Voices From S-21 is a slim volume, and its tight focus precludes serious exploration into the context that gave rise to the Khmer Rouge — the bitter legacy of rural poverty, the political upheaval in the region, the devastating U.S. bombing campaigns of the early ’70s. More interesting to Chandler is the result: a society built on a monumental consensus whose implacable logic can finally give rise to so inhuman an institution. The command staff at S-21, he points out, consisted largely of schoolteachers, the rank and file of farmers and otherwise unremarkable young men. Their inhibitions were compromised by their fear and their fealty.

It‘s a subtle point, one that might easily be lost in what Chandler calls “the hubris, pain, fear and malodorous confusion that made up the everyday culture and everyday horror of S-21.” But Chandler aims higher than simple indictment — that ground has already been covered. He shows not what sets the Cambodian experience apart, but how it connects to our own experience.
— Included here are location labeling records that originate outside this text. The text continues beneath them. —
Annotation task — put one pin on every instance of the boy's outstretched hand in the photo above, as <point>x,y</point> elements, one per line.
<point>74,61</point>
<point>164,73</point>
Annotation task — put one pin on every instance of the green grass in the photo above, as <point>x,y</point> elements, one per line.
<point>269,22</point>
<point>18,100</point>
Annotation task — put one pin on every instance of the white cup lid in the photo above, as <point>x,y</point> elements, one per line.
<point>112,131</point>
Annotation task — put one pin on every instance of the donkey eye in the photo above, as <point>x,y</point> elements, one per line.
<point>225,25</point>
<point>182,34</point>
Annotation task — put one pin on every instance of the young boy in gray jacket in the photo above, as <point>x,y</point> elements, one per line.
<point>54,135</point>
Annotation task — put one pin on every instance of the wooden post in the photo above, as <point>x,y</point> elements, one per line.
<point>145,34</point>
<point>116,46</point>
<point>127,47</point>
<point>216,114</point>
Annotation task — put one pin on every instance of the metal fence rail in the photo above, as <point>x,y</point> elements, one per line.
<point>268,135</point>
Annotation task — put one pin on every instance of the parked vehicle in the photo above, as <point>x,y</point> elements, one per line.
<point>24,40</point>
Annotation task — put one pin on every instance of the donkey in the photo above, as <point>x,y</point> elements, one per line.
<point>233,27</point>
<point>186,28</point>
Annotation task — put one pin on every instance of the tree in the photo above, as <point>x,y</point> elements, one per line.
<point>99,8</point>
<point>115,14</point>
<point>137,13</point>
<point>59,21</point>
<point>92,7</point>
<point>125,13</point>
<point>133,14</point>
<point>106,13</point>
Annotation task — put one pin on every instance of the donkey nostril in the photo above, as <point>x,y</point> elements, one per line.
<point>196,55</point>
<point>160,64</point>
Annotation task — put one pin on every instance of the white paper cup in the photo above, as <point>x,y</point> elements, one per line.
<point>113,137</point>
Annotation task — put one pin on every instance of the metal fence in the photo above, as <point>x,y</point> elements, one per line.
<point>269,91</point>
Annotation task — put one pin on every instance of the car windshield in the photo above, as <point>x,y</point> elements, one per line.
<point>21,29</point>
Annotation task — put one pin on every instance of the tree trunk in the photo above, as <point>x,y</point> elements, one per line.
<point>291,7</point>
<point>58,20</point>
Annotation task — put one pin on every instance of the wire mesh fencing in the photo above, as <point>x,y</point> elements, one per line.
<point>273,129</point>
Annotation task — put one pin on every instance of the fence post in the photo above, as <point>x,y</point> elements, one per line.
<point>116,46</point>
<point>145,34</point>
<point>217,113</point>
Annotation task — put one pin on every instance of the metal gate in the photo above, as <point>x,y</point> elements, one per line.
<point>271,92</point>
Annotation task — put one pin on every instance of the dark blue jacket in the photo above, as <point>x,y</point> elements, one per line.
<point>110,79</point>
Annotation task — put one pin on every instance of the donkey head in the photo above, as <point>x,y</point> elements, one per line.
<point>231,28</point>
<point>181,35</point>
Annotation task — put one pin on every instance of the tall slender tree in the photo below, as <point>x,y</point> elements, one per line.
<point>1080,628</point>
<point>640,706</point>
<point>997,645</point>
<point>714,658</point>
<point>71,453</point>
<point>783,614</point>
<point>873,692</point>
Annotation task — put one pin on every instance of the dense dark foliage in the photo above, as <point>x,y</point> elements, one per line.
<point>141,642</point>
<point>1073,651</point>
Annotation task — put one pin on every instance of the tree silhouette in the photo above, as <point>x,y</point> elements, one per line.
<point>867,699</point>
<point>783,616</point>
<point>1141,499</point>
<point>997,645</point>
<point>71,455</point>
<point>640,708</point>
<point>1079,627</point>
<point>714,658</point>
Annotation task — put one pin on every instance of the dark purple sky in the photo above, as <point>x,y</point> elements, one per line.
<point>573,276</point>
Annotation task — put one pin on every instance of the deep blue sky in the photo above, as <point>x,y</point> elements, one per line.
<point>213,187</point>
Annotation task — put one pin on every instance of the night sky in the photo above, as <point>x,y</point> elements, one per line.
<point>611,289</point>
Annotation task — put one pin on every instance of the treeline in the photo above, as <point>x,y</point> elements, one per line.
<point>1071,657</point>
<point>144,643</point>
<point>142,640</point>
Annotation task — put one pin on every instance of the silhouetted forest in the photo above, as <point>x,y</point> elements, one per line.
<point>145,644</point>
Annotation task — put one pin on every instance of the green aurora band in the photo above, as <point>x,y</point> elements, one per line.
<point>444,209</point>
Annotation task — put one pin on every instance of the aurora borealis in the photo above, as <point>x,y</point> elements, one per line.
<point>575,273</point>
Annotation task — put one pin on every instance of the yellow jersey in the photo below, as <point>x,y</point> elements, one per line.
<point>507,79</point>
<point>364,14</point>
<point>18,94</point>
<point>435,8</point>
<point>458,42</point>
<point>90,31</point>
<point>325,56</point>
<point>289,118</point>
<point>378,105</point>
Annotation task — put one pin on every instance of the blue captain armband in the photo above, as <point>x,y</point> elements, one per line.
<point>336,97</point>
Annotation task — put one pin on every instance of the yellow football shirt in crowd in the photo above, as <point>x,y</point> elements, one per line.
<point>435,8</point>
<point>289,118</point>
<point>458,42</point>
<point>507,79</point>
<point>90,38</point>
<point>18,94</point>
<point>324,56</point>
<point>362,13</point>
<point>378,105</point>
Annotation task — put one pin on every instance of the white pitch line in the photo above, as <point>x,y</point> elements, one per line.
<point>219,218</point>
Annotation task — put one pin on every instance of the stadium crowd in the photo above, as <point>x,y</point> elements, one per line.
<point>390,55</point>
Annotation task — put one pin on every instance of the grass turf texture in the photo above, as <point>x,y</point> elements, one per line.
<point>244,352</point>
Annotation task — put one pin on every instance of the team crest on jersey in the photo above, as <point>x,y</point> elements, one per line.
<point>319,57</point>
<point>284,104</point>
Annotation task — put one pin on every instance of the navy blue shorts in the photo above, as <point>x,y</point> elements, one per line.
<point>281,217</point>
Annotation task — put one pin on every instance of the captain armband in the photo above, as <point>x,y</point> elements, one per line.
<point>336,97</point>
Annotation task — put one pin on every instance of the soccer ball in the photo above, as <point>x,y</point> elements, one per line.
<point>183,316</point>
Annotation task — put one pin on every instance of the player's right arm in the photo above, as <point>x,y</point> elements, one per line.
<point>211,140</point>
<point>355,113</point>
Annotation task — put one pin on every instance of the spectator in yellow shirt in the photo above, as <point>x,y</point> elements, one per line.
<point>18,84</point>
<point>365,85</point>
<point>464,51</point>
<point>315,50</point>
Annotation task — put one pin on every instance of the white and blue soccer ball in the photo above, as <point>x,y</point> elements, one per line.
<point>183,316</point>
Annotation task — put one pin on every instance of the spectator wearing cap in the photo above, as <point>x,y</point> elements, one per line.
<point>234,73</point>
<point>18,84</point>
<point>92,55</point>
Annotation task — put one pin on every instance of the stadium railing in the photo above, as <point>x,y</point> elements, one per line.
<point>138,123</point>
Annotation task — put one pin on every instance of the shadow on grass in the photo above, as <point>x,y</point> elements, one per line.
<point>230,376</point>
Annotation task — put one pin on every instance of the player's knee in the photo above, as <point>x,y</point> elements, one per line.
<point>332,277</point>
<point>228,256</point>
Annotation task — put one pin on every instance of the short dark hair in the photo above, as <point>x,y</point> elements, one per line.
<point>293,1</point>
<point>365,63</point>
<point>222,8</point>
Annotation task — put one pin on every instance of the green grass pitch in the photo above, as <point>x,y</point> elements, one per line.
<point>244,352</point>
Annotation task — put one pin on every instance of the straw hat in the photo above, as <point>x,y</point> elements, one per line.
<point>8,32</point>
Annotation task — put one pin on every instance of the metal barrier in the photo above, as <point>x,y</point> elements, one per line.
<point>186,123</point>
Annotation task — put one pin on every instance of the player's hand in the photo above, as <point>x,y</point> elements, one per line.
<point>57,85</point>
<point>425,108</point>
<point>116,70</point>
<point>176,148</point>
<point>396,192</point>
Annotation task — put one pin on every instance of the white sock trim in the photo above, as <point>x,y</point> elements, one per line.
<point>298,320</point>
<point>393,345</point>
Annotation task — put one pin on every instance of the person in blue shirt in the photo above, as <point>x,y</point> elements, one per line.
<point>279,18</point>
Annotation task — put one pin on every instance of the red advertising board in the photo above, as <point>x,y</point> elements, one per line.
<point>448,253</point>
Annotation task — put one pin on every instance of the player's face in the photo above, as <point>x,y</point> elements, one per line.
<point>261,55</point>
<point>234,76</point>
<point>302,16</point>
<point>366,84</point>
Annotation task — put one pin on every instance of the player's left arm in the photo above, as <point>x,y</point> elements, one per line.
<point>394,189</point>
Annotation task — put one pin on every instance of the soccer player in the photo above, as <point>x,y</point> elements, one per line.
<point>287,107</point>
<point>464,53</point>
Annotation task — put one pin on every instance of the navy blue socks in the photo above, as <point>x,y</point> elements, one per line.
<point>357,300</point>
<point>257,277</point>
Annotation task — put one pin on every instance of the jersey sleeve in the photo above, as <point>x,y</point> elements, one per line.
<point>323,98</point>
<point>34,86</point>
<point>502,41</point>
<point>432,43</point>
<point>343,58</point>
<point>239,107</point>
To get there, Chandler reviews the literature on the Holocaust and the work of Stanley Milgram, who recruited students in New Haven to administer electric shocks to anonymous subjects. He finds that “Most of us, I suspect, could become accustomed to doing something (such as torturing or killing people) when people we respected told us to do it and when there were no institutional constraints . . . What is permitted, or commanded, however awful, is usually what occurs; resistance is rarer than compliance.”

“Human nature” is devoid of what we like to think of as humanity, Chandler implies, as the world’s recent surge of random, heinous mayhem — from Bosnia to Chechnya to Timor — would seem to confirm. “Explanations for phenomena such as S-21 are embedded in our capacity to order and obey each other . . . to lose ourselves inside groups, to yearn for perfection and approval . . . To find the source of evil that was enacted at S-21 on a daily basis, we need look no further than ourselves.”

That‘s a great leap from the black-and-white world of Nuremberg and the nightly news. Chandler brings it off with painstaking scholarship and elegant, restrained prose. Voices From S-21 is by turns startling, fearsome and profound.